The Bureau of Economic Analysis (BEA) has released its 2011 Second Estimate of US Gross Domestic Product (GDP) for Quarter 2. The news release shows a downward revision from 1.3 per cent in the Advanced Estimate to 1.0 per cent in the Second Estimate.
The National Income and Product Accounts (NIPA) table shows a steady deceleration in the annual economic growth rate from 3.0 per cent in 2010 to around 1.0 per cent in 2011. This is an estimated annual fall of 2 per cent, optimistically assuming 1.0 per cent growth rates in the remaining quarters of 2011 (3 and 4) and no further downward revisions of Quarter 2 data.
BEA data does not support the Federal Reserve’s 2009 judgment of a steady state growth rate of 1.5 per cent by mid-2011, steady state meaning self-sustaining growth at “neutral” or neither accommodative nor restrictive monetary and fiscal policy stances.
The data shows a steady quarter-by-quarter slowdown since the 2010 recovery. 2011 data displays a trend of non-steady state non-self sustaining recovery, returning the economy into a recession before the election of 2012 if not earlier by the end of this year, given that both monetary and fiscal policies are their most accommodative.
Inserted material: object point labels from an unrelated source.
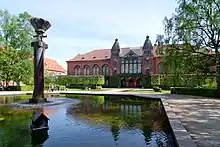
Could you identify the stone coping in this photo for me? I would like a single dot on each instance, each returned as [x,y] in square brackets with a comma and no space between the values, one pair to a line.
[181,135]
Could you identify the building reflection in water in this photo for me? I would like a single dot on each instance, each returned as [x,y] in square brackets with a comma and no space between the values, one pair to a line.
[119,114]
[39,137]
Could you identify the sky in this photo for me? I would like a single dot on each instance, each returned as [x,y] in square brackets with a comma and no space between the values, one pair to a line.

Domestic private investment stemming from exports is being supported by the downward pressure on the dollar.
Transformations LLC, therefore, advises investors to expect, under the current structure of monetary and fiscal policies, the US economy to enter and remain in recession accompanied by significant consumption and employment uncertainty for the foreseeable future.